Sullo stesso filone, si inserisce il machine learning (ML), una branca dell’intelligenza artificiale (AI) che si occupa di creare sistemi che, imitando l’intelligenza umana, apprendono o migliorano le performance in base ai dati che utilizzano. Il ML è una tecnologia in rapido sviluppo, sempre più diffusa nella quotidianità (social media, siti web, ecc.) e negli ultimi anni è risultata essere oggetto di forte interesse anche per i ricercatori di neuroscienze e psichiatria. Il ML è stato applicato con risultati incoraggianti nel prevedere il comportamento autolesionista40 e anticonservativo,41 l’outcome dei pazienti affetti da depressione,42,43 ansia,44 DOC45 e da first-episode psychosis,46 lo sviluppo di PTSD in seguito a un evento traumatico47 e di psicosi in soggetti clinical high-risk48 e nell’identificare disturbi psichiatrici maggiori.49 Per quanto riguarda i DAN, l’utilizzo del ML sui dati di neuroimaging sembra altrettanto promettente per la ricerca di biomarker in soggetti con DAN anche a livello subclinico.50,51 Alcuni gruppi di ricerca52,53 hanno dimostrato come tramite algoritmi ML siano praticabili l’identificazione di marker di rischio e la predizione dell’andamento longitudinale dei sintomi dei DAN sulla base dei dati clinici e demografici delle prime settimane di trattamento. Un altro promettente impiego del ML è quello di individuare, sulla base delle loro attività sui SN54 o della cronologia internet,55 soggetti ad alto rischio o affetti da DAN; un potenziale risvolto è, ad esempio, la possibilità di indirizzamento personalizzato nelle pubblicità a siti istituzionali di psicoeducazione sui DAN o ai contatti dei servizi di cura.


conclusioni
I DAN sono fenomeni psicopatologici complessi e multifattoriali con caratteristiche di cronicità, recidiva e difficoltà nel trattamento. La compresenza di altri disturbi psichiatrici e internistici e di aspetti personologici tende a complicarne la comprensione e l’inquadramento diagnostico. Le conseguenze dei DAN non sono solo di ordine mentale ma anche fisico, con alta morbilità e mortalità, e socio-relazionale.

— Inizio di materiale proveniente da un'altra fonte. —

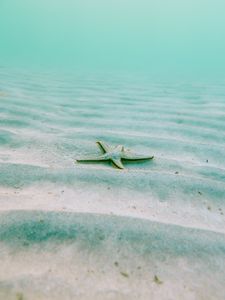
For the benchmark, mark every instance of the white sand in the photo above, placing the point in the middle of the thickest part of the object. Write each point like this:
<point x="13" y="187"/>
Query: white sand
<point x="46" y="121"/>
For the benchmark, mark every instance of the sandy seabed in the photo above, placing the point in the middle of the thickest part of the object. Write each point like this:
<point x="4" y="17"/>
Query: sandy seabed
<point x="155" y="230"/>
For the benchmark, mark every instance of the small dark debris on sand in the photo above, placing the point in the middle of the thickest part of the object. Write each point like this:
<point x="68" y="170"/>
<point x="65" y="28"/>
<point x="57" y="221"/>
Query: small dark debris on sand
<point x="124" y="274"/>
<point x="19" y="296"/>
<point x="157" y="280"/>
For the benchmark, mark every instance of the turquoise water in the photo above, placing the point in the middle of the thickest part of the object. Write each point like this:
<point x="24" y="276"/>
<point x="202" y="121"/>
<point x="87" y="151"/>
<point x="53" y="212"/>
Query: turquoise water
<point x="174" y="38"/>
<point x="145" y="74"/>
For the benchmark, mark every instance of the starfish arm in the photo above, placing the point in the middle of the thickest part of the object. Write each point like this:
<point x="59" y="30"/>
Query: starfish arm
<point x="118" y="163"/>
<point x="133" y="156"/>
<point x="104" y="146"/>
<point x="93" y="158"/>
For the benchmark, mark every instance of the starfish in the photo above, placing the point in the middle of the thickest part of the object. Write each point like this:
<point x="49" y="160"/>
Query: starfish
<point x="115" y="154"/>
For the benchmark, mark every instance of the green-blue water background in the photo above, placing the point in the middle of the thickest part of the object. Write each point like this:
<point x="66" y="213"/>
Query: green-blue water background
<point x="162" y="37"/>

L’attuale sistema nosografico rischia di escludere dall’attenzione clinica molti individui affetti da tipologie misconosciute, ma non per questo meno invalidanti, di DAN per cui si auspica un sempre maggior lavoro di ricerca per la loro comprensione e cura. La traiettoria dei DAN ha di recente subito l’influenza tanto della pandemia da Covid-19 quanto della tecnologia che, però, può essere un utile strumento per la ricerca e la pratica clinica.